A imagem usada por Ricœur para distinguir o agir e o perceber (a memória “tem seus nós e seus ventres, suas rupturas e seus lançamentos” (*MHE 41*)) pode ser aplicada à memória em si.
Pode-se traçar um paralelo entre a análise dos enunciados metafóricos em A Metáfora Viva e a importância da espacialidade em A Memória, a História, o Esquecimento, pois ambas as funções (a memória espacial e a metáfora viva) servem para a descoberta de um mundo habitável.
A questão se levanta se o mundo lembrado não estaria amassado de significações metafóricas – um mundo habitável e não o deserto do que simplesmente “é o caso” – o que se aproxima da “verdade metafórica,” a qual remete a “uma experiência de realidade na qual inventar e descobrir deixam de se opor e onde criar e revelar coincidem” (*MV 310*).
A problemática da espacialidade é notavelmente expressa no esboço de uma fenomenologia do espaço habitável.

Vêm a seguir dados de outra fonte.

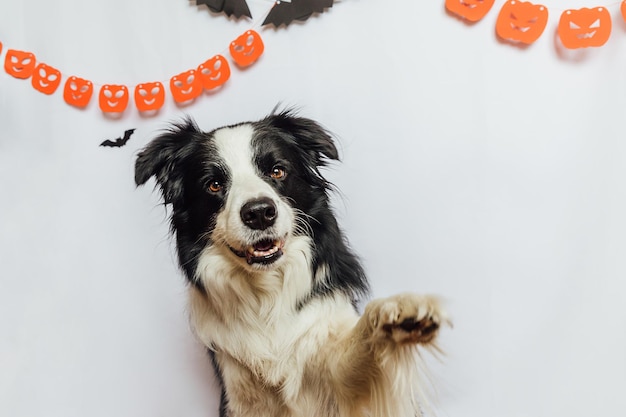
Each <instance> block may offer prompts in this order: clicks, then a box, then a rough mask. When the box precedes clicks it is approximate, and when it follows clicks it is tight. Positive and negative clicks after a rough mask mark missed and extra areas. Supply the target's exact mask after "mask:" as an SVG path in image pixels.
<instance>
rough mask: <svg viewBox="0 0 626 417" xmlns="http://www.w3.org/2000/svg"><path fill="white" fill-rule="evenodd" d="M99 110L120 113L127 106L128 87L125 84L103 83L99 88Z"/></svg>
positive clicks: (110, 112) (112, 112)
mask: <svg viewBox="0 0 626 417" xmlns="http://www.w3.org/2000/svg"><path fill="white" fill-rule="evenodd" d="M98 104H99V105H100V110H102V111H103V112H105V113H121V112H123V111H124V110H126V106H128V87H126V86H125V85H115V84H105V85H103V86H102V88H100V94H99V97H98Z"/></svg>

A parte epistemológica da obra se inicia com a análise fenomenológica das diferentes “colocações” (*places*) que os seres de carne ocupam, perdem e reencontram (*MHE 191*).
Ricœur discerne nessas colocações modalidades do ato de habitar, cujas polaridades (“residir e se deslocar, abrigar-se sob um teto, ultrapassar um limiar e sair para fora” (*MHE 185*)) podem ser relacionadas ao casal “Héstia-Hermès” no pensamento grego arcaico.
O que é válido para a “odisseia do espaço alternadamente vivido, construído, percorrido, habitado” (*MHE 191*) também é válido para os deslocamentos e transferências de sentido veiculados pelas metáforas vivas.
A fenomenologia da memória deve enfrentar a dificuldade considerável representada pela noção de “lembrança-imagem,” que não pode ser simplesmente excluída da memória.
A fenomenologia da lembrança e a fenomenologia da imagem (incluindo as modificações da consciência imagética, da alucinação à ficção) invadem-se mutuamente, como demonstra o exemplo de Husserl.
Apesar da diferença eidética que impede a confusão entre imaginar e lembrar, é impossível ignorar o “curioso paralelismo” (*MHE 65*) que as conecta.
“Quer seja simplesmente evocado como presença, e a esse título como *pathos*, quer seja ativamente procurado na operação do aviso que conclui a experiência do reconhecimento, o suvenir é representação, representação” (*MHE 240*).
Essa tese é crucial não apenas para a memória individual, mas também para a “representação” histórica do passado, o que Ricœur demonstra em sua epistemologia do conhecimento histórico.
Neste nível também, a dificuldade em distinguir a lembrança da imagem revela-se “o tormento da fenomenologia da memória” (*MHE 305*).